Keeping them In A Bubble

“Seven days. Seven black and white photos of your life. No people. No explanation. Challenge someone new each day.”

Thanks, A Momma’s View for the challenge

Bang: You’re a senior. 40, 41, 42, year olds are seniors.
Me: If I’m a senior then what is Nanny? (DW’s mom)
Bang: Meh… she’s just an old woman.

Crash was in primary when he learned he wouldn’t live forever. He took it pretty rough and for the next few months he’d get worried about it. It was during that phase that the Sandy Hook shootings occurred. He knew nothing about it, nor did we tell him.

Two years later, in 2013, we were watching the Boston Marathon. We had friends there and me being an “avid” runner, we were interested. Then everything changed. Crash knew people had been hurt, but watching it on TV, for him it wasn’t exactly real. It was very real and we didn’t tell him the final outcome.

We’ve read Jerry Spinelli’s Maniac Magee so he’s heard of racism. He’s never witnessed it. He’s never heard of it in the real world. In his world every is treated equally no matter where they’re from or what color their skin might be or what gender they are.

He knows President Tweetsalot is in office to the south of us. He knows DW and I don’t like him. He doesn’t know why. He doesn’t know all controversy the President has caused.

He’s a pre-teen now. He’s told us so himself. How much longer can we keep this big, bad world from him? Should we even be keeping it from him in the first place? How much is too much?

I just want to keep them all wrapped up in our happy bubble…


15 thoughts on “Keeping them In A Bubble

  1. Can’t keep them that much longer in a bubble, can we? Wish I could too…
    We do tell the kids of what’s going on in the world and having to explain lots of things since they watch news/animal planet with us. And they know our sentiments on Mr Tweetalot. We love their questions. For now they are still in a little bubble. 😊

    Liked by 1 person

    • If the boys were ask about current events, I would gladly tell them, but I find it’s not something I’m going to just tell them. Perhaps if we told them about all the bad things it would help them want to do better?


  2. Can’t keep them like that forever. What we did was have discussions at dinner. Drugs, racism, dole bludgers etc and you’d be surprised at what the kids come up with. Current affairs are good topics to discuss. We’ve been doing it all these years.

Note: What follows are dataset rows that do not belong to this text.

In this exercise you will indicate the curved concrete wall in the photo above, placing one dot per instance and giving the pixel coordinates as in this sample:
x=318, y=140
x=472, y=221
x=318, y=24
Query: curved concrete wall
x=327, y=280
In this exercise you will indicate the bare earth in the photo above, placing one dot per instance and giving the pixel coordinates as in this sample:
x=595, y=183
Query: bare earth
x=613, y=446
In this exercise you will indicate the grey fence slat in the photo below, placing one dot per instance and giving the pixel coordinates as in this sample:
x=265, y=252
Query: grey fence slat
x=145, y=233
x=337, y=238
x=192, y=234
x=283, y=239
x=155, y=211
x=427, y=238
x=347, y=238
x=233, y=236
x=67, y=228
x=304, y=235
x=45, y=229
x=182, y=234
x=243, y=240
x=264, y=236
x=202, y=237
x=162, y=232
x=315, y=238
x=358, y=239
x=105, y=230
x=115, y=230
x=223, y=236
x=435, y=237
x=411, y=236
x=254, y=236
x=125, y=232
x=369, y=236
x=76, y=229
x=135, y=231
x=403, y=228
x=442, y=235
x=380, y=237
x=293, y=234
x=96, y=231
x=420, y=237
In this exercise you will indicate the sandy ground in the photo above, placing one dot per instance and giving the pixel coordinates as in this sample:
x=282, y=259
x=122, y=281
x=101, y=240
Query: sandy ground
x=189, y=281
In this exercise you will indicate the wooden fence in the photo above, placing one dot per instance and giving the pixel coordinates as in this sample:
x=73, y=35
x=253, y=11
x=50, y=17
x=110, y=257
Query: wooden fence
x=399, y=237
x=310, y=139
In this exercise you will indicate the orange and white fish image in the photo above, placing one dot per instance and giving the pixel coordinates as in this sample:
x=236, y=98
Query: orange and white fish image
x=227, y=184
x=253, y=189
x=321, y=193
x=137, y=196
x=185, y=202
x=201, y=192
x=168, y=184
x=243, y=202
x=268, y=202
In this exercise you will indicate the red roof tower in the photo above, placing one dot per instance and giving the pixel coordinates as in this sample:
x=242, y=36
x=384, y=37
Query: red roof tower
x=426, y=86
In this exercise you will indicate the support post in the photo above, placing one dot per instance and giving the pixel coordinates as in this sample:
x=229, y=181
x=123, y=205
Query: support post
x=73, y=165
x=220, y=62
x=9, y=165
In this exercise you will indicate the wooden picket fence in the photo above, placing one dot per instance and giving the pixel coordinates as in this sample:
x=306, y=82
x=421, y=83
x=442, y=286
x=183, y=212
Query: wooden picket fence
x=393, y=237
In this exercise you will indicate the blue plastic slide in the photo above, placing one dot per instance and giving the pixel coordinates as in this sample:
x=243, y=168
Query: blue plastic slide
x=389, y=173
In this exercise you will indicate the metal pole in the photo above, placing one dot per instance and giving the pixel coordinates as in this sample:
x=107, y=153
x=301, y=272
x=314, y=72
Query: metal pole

It’s a way of steering them into the right direction.

    Liked by 1 person

  3. I have always tried to be as honest as possible with my son, but at times, it is impossible to explain to a child, why humans like hurting other humans, or racism. He knows about the political system in the UK and he seems to know about Brexit, but doesn’t understand it, as he grows older, he will discover these things for himself and hopefully I would of taught him enough for him to be able to handle it, its a thin line though.

    Liked by 1 person

    • If the boys were ask about things going on in the world, I would gladly tell them. Like when we saw the Marathon Bombing on TV. We told him what we knew at the time, but he was only 6. I just don’t want him to start hearing about all these bad things and be shocked. At the same time I want him to believe the world is a good place, that there are more good people than bad. It’s a fine line…

      Liked by 1 person

  4. Trying to keep them in the happy bubble for as long as possible is a good thing. Eventually though, it will get to them. But I think they will always remember their happy bubble and see it as a place to escape to again when needed.

    Liked by 1 person

  5. The first really bad thing LM learned about was 9/11 at school when he was 7. I wasn’t ready for him to know about that sort of thing, but once the cat is out of the bag, it’s out of the bag. Finding the right words to explain that sort of thing is really tough.

    Liked by 1 person

    • Crash has a book called “True Heroes of 9/11” that a teacher gave him at school as a gift (Scholastic). He has read it, but didn’t question anything. Or at least not to his mother and I. It’s really hard to explain in kid terms why people would create such tragedies.